GRAHAM KEYED the radio. “Roger, go ahead.”
“The mission has changed. Sweep the valley compound and eliminate any unfriendlies you encounter. Copy?”
Graham looked up at Parlier. Parlier nodded. “Ask him what he means by unfriendlies,” he said.
Graham depressed the transmit toggle. “Roger, sir. Request you clarify un-friendlies.”
Static sounded for a moment.
“If you don’t know their name, then they’re unfriendly. Understood? You take out anything that walks.”
Parlier nodded at Graham. “What about the agent?”

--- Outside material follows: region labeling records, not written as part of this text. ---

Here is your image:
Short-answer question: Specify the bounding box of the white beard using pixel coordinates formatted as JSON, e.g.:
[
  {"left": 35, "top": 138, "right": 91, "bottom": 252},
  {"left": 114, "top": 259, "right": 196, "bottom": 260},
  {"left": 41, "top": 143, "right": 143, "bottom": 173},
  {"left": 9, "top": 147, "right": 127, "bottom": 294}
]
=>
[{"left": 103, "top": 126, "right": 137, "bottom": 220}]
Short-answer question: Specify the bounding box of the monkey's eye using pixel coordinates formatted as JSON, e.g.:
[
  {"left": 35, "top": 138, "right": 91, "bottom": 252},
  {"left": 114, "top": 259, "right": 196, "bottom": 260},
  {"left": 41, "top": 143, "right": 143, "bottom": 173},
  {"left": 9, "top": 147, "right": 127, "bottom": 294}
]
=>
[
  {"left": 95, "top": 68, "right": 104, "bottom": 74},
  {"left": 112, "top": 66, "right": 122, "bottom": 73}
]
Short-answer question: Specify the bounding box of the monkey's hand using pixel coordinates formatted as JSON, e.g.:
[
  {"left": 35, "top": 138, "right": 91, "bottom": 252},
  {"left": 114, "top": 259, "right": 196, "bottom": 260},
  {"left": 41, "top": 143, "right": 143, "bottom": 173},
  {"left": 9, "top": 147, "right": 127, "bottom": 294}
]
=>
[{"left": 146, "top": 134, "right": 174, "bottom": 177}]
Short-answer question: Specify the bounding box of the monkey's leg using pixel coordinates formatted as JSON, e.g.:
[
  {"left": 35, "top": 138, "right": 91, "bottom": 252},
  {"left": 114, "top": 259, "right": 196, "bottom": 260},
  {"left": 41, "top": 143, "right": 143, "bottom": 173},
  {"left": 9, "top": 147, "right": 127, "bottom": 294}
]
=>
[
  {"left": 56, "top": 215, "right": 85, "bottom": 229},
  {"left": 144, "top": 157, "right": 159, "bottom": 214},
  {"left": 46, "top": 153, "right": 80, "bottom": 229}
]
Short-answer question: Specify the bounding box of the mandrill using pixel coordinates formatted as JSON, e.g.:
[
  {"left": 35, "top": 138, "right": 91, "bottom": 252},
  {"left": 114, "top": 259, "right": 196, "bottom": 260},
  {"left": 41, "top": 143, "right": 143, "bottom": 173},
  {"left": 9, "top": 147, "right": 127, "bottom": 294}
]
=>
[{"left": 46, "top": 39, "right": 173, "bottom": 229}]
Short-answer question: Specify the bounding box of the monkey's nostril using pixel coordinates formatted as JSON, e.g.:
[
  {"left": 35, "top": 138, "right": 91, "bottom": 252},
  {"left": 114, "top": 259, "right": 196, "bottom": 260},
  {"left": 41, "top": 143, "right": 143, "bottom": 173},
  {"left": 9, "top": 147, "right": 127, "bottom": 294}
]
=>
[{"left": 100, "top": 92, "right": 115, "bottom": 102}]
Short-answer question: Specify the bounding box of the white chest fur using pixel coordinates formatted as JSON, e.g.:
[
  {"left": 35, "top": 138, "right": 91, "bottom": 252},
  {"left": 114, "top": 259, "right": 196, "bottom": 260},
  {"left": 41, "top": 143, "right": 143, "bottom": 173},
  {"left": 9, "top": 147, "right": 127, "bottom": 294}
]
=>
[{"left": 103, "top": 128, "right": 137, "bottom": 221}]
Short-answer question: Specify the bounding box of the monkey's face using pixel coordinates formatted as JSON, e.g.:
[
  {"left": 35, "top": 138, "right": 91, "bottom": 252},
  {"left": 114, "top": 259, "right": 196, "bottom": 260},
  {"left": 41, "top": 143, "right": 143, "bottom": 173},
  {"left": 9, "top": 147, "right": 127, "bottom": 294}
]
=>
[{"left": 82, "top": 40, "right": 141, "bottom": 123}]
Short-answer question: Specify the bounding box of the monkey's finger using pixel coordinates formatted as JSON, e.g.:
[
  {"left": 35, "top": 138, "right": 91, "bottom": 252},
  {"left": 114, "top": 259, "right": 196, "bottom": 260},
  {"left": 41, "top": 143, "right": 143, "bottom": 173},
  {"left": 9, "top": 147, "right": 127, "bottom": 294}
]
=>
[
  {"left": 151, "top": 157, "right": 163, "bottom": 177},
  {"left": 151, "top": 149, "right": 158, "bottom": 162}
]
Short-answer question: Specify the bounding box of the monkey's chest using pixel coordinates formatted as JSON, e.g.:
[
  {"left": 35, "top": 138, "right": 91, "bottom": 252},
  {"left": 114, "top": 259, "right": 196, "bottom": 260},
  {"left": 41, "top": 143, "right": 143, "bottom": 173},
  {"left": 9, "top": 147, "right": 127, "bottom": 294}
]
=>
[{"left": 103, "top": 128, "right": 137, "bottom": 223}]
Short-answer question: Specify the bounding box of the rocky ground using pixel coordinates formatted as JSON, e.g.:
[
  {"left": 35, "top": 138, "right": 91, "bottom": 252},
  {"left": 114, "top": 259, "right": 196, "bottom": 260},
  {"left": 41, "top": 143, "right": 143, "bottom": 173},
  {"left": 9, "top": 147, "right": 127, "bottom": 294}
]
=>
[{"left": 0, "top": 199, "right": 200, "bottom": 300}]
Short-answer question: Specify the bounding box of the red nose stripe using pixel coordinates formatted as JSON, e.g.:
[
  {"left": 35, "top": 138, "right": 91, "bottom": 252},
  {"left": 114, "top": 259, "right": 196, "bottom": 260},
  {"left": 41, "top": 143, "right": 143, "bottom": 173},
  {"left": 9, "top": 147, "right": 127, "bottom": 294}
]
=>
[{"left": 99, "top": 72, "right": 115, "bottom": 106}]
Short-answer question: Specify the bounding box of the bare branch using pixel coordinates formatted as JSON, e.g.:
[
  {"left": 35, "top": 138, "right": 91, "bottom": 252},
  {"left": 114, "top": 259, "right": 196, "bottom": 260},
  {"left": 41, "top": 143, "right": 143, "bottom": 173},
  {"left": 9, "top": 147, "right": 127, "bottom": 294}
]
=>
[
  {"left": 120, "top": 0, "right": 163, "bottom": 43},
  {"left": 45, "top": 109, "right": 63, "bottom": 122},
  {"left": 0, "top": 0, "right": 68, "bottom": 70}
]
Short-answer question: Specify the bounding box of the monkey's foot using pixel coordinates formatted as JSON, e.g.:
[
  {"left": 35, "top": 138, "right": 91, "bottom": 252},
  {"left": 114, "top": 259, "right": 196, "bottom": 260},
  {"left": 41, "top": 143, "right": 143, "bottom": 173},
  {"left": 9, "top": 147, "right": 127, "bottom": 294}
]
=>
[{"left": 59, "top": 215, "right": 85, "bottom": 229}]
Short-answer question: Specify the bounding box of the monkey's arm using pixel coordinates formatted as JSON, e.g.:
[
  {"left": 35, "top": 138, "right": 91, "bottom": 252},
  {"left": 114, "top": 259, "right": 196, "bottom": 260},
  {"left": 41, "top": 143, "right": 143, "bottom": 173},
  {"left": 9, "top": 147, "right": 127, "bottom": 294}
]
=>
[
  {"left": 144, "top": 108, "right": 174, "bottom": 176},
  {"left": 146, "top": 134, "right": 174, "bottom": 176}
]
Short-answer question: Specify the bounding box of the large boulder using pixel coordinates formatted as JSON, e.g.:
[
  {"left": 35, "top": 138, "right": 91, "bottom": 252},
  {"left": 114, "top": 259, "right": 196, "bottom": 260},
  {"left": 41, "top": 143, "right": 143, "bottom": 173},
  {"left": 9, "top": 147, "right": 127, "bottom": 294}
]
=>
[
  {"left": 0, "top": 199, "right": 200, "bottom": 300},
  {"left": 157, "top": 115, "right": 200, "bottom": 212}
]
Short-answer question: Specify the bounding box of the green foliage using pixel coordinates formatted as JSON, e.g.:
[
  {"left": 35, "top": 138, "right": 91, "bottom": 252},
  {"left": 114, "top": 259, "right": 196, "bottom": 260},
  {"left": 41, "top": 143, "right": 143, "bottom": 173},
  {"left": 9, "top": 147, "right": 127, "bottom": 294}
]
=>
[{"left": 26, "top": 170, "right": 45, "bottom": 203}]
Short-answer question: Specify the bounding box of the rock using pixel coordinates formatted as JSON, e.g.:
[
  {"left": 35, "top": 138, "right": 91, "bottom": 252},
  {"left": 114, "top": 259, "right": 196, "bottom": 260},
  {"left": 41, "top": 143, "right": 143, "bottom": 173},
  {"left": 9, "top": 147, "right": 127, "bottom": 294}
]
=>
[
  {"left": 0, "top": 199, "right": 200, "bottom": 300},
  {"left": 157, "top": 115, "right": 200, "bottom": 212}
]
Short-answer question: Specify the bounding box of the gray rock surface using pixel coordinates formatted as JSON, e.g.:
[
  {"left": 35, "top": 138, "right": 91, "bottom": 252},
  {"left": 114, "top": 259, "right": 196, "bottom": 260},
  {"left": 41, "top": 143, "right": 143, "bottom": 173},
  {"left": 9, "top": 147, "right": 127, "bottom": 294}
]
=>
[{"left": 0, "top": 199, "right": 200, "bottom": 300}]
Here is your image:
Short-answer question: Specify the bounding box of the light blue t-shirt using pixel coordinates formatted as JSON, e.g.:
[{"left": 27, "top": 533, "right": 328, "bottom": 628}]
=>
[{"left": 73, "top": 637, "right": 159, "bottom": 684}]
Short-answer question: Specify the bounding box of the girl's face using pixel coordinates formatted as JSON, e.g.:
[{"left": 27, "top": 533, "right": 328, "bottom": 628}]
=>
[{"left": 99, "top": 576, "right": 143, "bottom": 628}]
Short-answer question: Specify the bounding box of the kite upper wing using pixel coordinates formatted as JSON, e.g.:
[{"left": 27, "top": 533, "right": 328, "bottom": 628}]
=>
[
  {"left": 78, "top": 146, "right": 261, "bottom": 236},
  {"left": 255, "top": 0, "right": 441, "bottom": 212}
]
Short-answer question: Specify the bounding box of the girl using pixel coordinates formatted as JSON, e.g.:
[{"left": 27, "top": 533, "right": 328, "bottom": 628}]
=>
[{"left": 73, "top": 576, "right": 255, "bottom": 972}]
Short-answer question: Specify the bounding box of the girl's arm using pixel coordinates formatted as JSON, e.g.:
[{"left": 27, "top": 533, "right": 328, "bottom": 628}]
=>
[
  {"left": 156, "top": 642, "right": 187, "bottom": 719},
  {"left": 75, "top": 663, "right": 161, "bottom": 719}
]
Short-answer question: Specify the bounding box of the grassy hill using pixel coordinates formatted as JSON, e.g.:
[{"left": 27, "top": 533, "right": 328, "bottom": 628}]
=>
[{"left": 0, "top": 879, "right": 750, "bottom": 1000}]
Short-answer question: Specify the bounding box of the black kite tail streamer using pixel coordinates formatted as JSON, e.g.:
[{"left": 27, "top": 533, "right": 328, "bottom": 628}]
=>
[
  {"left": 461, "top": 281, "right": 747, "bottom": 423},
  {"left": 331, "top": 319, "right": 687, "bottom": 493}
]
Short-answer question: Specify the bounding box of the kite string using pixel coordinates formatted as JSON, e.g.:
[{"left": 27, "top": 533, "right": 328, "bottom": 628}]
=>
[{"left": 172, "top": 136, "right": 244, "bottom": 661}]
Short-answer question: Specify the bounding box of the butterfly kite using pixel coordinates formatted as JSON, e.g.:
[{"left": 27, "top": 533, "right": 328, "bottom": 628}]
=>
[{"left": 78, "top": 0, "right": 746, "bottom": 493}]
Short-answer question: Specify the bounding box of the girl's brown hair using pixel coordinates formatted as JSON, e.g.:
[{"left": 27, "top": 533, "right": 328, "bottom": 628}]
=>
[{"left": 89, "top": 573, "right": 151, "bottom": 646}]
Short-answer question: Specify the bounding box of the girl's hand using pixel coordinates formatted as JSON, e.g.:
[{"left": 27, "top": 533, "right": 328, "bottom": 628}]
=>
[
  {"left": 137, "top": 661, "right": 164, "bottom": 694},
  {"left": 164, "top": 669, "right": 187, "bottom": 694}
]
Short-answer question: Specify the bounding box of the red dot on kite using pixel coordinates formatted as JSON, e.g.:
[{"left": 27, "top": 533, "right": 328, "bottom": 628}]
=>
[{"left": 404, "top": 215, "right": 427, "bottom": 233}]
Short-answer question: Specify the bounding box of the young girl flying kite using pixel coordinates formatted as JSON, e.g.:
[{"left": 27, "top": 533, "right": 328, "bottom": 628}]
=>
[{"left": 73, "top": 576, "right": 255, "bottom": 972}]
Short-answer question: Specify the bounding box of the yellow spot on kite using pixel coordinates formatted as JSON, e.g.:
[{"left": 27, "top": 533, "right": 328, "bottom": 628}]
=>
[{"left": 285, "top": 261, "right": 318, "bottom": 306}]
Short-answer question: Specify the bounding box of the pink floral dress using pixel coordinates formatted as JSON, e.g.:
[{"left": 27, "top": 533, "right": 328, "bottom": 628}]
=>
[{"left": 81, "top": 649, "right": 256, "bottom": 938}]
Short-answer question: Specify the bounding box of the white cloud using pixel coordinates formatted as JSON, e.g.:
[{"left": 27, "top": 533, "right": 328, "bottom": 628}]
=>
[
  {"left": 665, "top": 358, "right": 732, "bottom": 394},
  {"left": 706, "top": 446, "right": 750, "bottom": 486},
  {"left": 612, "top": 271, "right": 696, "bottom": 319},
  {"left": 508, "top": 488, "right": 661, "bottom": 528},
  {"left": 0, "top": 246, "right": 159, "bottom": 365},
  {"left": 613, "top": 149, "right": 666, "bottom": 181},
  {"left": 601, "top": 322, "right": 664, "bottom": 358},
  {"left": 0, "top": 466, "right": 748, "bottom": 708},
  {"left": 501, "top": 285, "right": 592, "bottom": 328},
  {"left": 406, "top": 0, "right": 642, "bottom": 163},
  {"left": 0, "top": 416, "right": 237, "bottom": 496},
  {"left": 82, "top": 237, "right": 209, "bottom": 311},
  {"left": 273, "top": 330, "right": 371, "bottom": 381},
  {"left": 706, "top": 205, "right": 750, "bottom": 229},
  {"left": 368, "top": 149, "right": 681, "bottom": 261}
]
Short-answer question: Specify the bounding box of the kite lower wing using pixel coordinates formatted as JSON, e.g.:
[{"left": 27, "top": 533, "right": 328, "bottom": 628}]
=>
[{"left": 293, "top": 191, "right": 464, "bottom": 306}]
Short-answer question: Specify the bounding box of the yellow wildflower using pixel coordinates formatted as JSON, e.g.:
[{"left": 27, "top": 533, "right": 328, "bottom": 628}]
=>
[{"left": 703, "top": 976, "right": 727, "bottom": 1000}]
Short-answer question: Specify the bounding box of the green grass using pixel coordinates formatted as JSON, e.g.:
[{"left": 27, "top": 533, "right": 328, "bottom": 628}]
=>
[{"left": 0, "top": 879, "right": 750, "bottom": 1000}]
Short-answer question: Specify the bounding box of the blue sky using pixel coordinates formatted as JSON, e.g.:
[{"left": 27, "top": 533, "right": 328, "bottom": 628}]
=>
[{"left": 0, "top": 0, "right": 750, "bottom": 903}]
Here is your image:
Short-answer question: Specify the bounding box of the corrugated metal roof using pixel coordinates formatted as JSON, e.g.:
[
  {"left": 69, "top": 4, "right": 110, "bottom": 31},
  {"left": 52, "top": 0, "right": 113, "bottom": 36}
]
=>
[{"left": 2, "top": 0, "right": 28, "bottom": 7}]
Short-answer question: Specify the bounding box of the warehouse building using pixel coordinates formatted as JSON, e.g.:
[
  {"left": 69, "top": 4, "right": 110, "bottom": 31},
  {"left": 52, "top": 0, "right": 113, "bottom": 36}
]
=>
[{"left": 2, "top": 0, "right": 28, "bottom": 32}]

“Copy that. What about the agent?” Graham asked into the mike.
“Take him out.”
“Copy. Alpha out.”
Parlier was already walking toward the other men stationed on the cliff. He turned back to Graham. “Get Beta and Gamma on the horn and tell them to follow our lead. I want to be at the base of the cliffs by morning. There Beta spreads east and Gamma spreads west.”
He swung back to the cliff. “Pack up, boys. We’re going down.”
TANYA HAD drifted for over three hours, lying on the hotel bed. Her thoughts spun lazy circles around the notion that she had really lost her mind this time. That this whole thing might well be an extended dream episode in which she had flown the coup and revisited South America only to find Shannon a mad killer instead of her innocent love. After eight years of nightmares a mind could imagine that, couldn’t it? She’d read somewhere that if all the power of the brain were harnessed, it could rearrange molecules to allow a person’s passage through walls. Well if it could walk through solid objects, surely it could conjure up this madness.